Why all this pain? Because GUIs are not designed to synchronize with other computer programs. They are designed to synchronize with human beings, which are not like computers:
- Humans act much more slowly. Well-honed GUI test robots drive GUIs at near theoretical maximum speed.
- Humans are much better at observing the GUI, and they react intelligently to what they see.
- Humans extract more meaningful information from a GUI.
In contrast to testing a server, where you usually find enough methods or messages in the server API to synchronize the testing with the server, a GUI application usually lacks these means of synchronization. As a result, a running automated GUI test often consists of one long sequence of race conditions between the automated test and the application under test.
GUI test synchronization boils down to the question: Is the app under test finished with what it's doing? "What it's doing" may be small, like displaying a combo box, or big, like a business transaction. Whatever "it" is, the test must be able to tell whether "it" is finished. Maybe you want to test something while "it" is underway, like verify that the browser icon is rotating while a page is loading. Maybe you want to deliberately click the "Submit" button again in the middle of a transaction to verify that nothing bad happens. But usually, you want to wait until "it" is done.
How to find out whether "it" is done? Ask! Let your test case ask your GUI app. In other words: provide one or several test hooks suitable for your synchronization needs.

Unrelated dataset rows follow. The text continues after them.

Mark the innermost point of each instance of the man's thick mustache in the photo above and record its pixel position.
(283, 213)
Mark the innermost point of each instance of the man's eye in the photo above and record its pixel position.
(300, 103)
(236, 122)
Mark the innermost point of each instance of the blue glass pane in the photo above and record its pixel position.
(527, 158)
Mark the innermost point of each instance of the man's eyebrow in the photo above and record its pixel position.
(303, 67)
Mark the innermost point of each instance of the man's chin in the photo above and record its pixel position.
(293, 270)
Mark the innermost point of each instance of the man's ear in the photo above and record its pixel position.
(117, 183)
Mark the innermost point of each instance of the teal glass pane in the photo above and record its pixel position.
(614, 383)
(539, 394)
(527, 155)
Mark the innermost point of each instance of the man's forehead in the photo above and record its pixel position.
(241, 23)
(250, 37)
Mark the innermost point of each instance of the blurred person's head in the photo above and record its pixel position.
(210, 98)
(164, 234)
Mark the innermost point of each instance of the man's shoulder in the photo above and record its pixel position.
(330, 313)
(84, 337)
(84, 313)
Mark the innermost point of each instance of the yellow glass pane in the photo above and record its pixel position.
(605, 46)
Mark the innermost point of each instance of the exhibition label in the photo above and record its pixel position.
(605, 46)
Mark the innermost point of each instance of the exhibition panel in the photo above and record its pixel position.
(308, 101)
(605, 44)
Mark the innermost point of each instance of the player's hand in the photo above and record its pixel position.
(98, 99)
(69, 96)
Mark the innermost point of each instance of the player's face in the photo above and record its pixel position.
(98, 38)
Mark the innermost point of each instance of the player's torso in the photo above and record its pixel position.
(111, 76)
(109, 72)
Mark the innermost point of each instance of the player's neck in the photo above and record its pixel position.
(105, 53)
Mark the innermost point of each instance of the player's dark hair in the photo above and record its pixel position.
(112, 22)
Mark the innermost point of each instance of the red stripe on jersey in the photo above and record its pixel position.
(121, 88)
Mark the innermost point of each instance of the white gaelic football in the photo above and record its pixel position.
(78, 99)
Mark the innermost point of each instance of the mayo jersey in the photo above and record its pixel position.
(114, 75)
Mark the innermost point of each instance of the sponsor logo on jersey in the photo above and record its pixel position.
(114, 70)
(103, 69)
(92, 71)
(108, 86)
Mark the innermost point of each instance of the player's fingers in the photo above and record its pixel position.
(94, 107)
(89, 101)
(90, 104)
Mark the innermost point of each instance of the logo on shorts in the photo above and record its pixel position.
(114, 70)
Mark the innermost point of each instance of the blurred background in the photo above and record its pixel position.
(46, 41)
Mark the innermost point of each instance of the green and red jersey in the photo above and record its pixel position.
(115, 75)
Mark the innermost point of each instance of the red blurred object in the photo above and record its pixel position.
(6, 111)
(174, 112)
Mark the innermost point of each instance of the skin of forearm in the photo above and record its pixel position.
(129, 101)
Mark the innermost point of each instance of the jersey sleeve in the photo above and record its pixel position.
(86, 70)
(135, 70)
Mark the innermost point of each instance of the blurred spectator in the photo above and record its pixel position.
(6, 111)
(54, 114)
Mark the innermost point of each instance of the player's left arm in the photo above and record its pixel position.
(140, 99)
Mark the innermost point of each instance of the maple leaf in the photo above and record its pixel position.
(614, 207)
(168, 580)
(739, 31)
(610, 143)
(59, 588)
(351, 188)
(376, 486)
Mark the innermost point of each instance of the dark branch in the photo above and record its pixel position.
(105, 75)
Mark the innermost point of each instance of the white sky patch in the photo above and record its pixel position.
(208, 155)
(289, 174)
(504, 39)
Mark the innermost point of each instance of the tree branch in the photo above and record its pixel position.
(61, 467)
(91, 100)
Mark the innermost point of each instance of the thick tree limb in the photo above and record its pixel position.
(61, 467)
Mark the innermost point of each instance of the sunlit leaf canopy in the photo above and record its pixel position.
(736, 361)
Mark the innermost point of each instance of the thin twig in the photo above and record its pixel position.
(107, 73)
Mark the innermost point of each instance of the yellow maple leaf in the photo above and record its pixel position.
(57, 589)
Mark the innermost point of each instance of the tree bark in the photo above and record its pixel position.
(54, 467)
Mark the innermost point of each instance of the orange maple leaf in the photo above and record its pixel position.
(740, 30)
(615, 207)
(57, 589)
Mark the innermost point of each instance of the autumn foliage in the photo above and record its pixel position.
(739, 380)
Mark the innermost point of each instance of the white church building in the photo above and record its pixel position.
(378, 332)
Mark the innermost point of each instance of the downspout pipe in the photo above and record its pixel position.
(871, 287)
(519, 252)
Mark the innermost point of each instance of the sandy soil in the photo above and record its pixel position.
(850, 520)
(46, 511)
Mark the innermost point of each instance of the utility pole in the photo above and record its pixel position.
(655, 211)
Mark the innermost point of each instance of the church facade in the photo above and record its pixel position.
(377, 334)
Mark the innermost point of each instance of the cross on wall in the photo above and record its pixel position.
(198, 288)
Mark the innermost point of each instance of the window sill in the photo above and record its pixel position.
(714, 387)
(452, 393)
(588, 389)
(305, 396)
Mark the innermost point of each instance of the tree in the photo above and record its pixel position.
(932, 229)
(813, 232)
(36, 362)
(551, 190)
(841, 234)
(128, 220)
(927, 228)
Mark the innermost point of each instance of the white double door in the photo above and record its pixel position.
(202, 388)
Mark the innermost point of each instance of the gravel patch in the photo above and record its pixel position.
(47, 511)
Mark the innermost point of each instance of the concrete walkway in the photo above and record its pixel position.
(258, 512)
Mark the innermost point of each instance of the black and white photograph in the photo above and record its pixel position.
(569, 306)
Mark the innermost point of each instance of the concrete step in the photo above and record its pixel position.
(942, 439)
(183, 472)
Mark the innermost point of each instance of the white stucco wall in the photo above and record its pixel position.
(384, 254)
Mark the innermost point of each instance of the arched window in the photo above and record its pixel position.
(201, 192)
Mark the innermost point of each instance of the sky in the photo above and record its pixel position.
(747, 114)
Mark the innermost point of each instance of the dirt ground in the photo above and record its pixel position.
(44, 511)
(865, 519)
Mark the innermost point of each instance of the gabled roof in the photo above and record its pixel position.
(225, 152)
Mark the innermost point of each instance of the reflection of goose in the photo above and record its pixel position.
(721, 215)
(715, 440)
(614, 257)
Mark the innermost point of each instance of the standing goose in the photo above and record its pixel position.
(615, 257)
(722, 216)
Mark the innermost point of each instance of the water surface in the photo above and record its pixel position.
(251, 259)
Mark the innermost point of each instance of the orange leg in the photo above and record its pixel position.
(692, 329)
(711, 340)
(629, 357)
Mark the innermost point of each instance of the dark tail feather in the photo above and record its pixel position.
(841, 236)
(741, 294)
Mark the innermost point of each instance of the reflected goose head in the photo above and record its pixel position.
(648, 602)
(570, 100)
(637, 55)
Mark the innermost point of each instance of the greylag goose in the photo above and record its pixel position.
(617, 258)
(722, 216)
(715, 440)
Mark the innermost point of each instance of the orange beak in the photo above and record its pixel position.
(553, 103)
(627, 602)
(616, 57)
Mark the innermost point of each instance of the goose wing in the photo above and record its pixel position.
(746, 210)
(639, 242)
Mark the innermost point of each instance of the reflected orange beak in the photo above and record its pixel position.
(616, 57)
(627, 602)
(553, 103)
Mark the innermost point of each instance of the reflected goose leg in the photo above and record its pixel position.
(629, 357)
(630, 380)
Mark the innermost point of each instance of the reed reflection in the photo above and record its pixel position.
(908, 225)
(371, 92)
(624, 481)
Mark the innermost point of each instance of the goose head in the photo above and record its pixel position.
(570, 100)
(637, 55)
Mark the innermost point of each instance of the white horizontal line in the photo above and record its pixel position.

The questions to ask depend on the type, platform, and architecture of your application. Here are three questions that worked for me when dealing with a single-threaded Win32 MFC database app:
The first is a question for the OS. The Win32 API provides a function to wait while a process has pending input events:
DWORD WaitForInputIdle(HANDLE hProcess, DWORD dwMilliseconds). Choosing the shortest possible timeout (dwMilliseconds = 1) effectively turns this from a wait-for to a check-if function, so you can explicitly control the waiting loop; for example, to combine several different check functions. Reasoning: If the GUI app has pending input, it's surely not ready for new input.
The second question is: Is the GUI app's message queue empty? I did this with a test hook, in this case a WM_USER message; it could perhaps also be done by calling PeekMessage() in the GUI app's process context via CreateRemoteThread(). Reasoning: If the GUI app still has messages in its queue, it's not yet ready for new input.
The third is more like sending a probe than a question, but again using a test hook. The test framework resets a certain flag in the GUI app (synchronously) and then (asynchronously) posts a WM_USER message into the app's message queue that, upon being processed, sets this flag. Now the test framework checks periodically (and synchronously again) to see whether the flag has been set. Once it has, you know the posted message has been processed. Reasoning: When the posted message (the probe) has been processed, then surely messages and events sent earlier to the GUI app have been processed. Of course, for multi-threaded applications this might be more complex.
These three synchronization techniques resulted in fast and stable test execution, without any test flakiness due to timing issues. All without sleeps, except in the synchronization loop.
Applying this idea to different platforms requires finding the right questions to ask and the right way to ask them. I'd be interested to hear if someone has done something similar, e.g. for an Ajax application. A query into the server to check if any XML responses are pending, perhaps?